People began wiring their houses with electricity in order to take advantage of a new technology—the light bulb. But inventors of electric washing machines and blenders didn’t ask us to rewire our homes; they developed technologies that piggybacked off existing infrastructure to bring us cleaner laundry and tastier smoothies. Application development and deployment might change in the sense that new solutions like Hadoop or MongoDB are readily available, but these changes will be ones of evolution, not revolution.
The growth of new technologies specific to big data management will not likely be driven by big data. Counter-intuitive though that may be, the much stronger influences shaping that industry are human ones. Advances in data management are more likely to be refinements, rather than reinventions, of existing concepts. And engineers are no longer the only end users of data management technology.

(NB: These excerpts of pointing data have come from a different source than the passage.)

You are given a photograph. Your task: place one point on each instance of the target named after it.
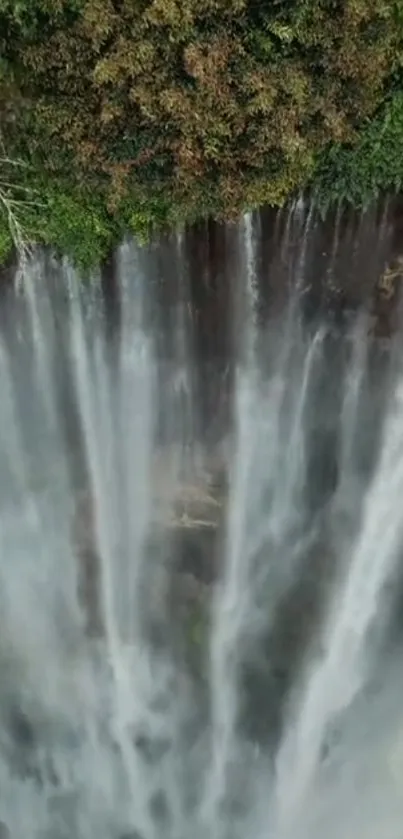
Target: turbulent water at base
(141, 695)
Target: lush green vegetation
(141, 113)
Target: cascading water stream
(137, 643)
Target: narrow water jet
(201, 461)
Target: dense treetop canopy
(138, 112)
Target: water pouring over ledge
(200, 618)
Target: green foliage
(142, 113)
(6, 242)
(374, 164)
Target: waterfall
(201, 632)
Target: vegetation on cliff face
(134, 113)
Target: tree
(172, 109)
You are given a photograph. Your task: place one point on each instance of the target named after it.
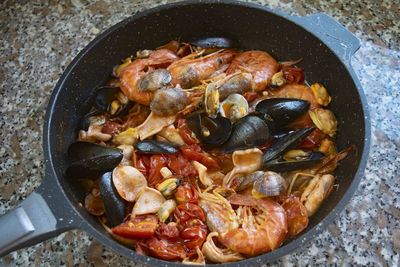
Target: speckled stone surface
(38, 39)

Blame it on the brilliant folks over at LinkedIn, Dreamweaver, or Facebook for setting our standards higher, but these days we don’t expect to wait for query results any more than we expect to wait for our newsfeeds to load. Our grandparents and third grade classmates have found it relatively easy to create profiles of their own and find us (often to our great horror). Why should other software require more than minimal familiarity with technology?

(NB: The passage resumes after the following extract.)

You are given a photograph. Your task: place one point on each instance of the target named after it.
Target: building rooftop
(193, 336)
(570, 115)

We needn’t start from scratch in order to deal with the new data problems we create. For instance, NoSQL didn’t begin with a blank slate, it began with what we knew were the shortcomings of existing relational frameworks. The people best equipped to create non-relational options were the people who had wrangled data into unsuitable relational databases. And it’s worth noting that while relational frameworks might be marginally less sexy now than they were twenty years ago, they’re not likely to disappear anytime soon.

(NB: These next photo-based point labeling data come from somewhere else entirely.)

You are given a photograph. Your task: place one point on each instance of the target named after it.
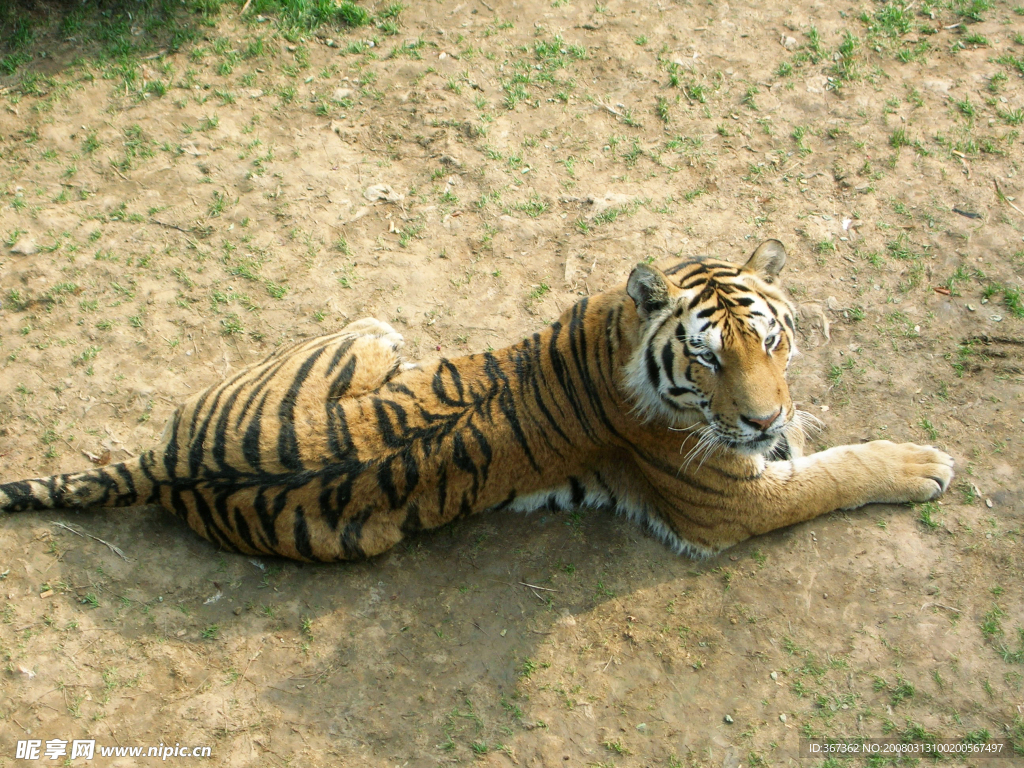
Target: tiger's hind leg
(374, 357)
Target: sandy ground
(160, 237)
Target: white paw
(373, 327)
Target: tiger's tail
(120, 484)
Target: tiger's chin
(766, 445)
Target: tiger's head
(714, 343)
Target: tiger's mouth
(763, 444)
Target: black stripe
(301, 534)
(288, 444)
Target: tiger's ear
(767, 261)
(648, 289)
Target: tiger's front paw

The front-end of database management has gotten a facelift too—organizations used to run database queries through the resident “SQL query guy,” but more user-friendly interfaces might mean that the “SQL query guy” is just a business analyst using a more visual front-end to accomplish the same thing. The generation joining the workforce in this decade grew up with, if not the internet of today, at least AltaVista and Geocities. Maybe we’re not raising more software engineers than we used to, but we are raising more smart people who inhabit a sort of nebulous grey area between “clueless” and “supergeek.” If you ask me, it’s time for data analytics to grow up as well.